E há também a agressividade da parte de pessoas que vão aos shows para provocar. Mesmo em meio a plateias totalmente favoráveis, com fãs da sua banda em imensa maioria no auditório, é sempre possível haver alguém com má intenção no ambiente e que vai tentar te desestabilizar, com ou sem motivo e claro que se trata de uma prática abominável.

Há os que gritam de longe, não exatamente para lhe chamar a atenção durante a performance, mas entre as músicas. Geralmente são pessoas bem intencionadas que querem tecer algum comentário positivo e bem rápido, para extravasar a sua própria excitação pessoal, isso eu entendo. Os piadistas de ocasião também aproveitam para exercer a sua manifestação graciosa e muitas vezes são felizes e provocam risadas generalizadas inclusive dos artistas que estão no palco e também ocorrem momentos de diálogos francos com o artista que estiver a falar no microfone, mas neste caso, por consentimento do artista ou até provocado por ele mesmo para haver uma interação rápida com a plateia.

Outro fato que ocorre com certa regularidade, é da parte de pessoas bem intencionadas que percebem algum problema técnico e no afã de ajudar, chamam a atenção do artista.
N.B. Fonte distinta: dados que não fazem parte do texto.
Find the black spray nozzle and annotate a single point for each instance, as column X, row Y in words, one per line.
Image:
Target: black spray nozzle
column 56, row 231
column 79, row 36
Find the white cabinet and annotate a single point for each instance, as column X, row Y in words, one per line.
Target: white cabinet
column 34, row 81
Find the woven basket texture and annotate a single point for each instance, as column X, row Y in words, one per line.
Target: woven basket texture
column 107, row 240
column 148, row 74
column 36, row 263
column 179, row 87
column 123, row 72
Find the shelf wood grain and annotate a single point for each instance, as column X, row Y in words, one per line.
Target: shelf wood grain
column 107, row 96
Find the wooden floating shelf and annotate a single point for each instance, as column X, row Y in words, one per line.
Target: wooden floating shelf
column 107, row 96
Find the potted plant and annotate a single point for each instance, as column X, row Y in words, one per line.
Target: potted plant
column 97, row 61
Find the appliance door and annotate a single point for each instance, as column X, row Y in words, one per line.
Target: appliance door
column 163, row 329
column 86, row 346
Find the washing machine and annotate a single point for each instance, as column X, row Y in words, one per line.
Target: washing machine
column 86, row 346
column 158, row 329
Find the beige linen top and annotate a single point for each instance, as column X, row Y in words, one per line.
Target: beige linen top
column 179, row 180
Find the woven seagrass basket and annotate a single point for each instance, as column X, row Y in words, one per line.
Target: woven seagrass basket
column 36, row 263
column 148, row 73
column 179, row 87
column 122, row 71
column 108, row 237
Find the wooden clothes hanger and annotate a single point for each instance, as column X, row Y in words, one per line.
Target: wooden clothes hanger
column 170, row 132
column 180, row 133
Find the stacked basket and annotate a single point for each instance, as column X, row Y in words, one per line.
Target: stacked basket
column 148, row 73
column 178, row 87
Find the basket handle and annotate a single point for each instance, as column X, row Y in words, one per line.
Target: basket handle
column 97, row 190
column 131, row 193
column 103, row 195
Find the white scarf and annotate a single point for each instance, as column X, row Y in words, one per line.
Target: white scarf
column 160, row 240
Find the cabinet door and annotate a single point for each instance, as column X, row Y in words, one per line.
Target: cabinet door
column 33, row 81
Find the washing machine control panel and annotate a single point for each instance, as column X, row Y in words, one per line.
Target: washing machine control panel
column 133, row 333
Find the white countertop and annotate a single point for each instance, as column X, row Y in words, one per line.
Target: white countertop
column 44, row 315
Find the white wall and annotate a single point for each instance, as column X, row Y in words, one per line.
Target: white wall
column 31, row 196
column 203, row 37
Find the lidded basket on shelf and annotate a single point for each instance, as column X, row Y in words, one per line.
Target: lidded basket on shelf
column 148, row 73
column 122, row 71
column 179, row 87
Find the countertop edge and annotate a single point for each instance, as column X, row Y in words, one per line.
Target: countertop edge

Claro que a intenção é boa, mas se procurassem algum membro da equipe de produção para relatar o que viram, seria bem melhor, mesmo porque, no meio da balbúrdia do som e absorto no foco para interpretar, o músico não vai abandonar a sua ação, deixar o instrumento de lado e deixar os companheiros sem o seu suporte para ir resolver uma pendência, seja ela qual for. Para tal função emergencial, existem os roadies e técnicos da equipe, além dos produtores do espetáculo.

Por fim, como apreciador de música, fã de muitos artistas e frequentador de shows, eu nunca cometi com colegas meus e nem mesmo para com ídolos que me influenciaram fortemente, tal deslize de lhes tirar a atenção durante as suas respectivas performances ao vivo, mas nem todo mundo tem essa mesma consciência quando está na plateia, ao manter a elegância de apreciar uma banda a se apresentar.

E quando em cima do palco, mesmo com boa intenção, eu sempre lamentei muito quando alguém insistiu em me tirar daquela espécie de "transe mediúnico" que me elevou na frequência para um mundo etéreo, algo que só a música é capaz de proporcionar com tanta assertividade no campo metafísico. 

Tal quebra do encanto no qual eu estava conectado equivale mais ou menos a estar a sonhar com o paraíso e ser acordado abruptamente mediante gritos e acredite, essa conexão uma vez quebrada, jamais se repete na mesma intensidade. É possível se criar outra conexão no show subsequente, que será diferente, exclusiva, mas naquele show que você estava a fazer e no qual foi interrompido, infelizmente não vai conseguir estabelecer a energia mística novamente.

E claro que eu sempre detestei e continuo a detestar deixar tal vibração por conta de uma quebra do encanto feita por alguém que não leva essa magia em consideração.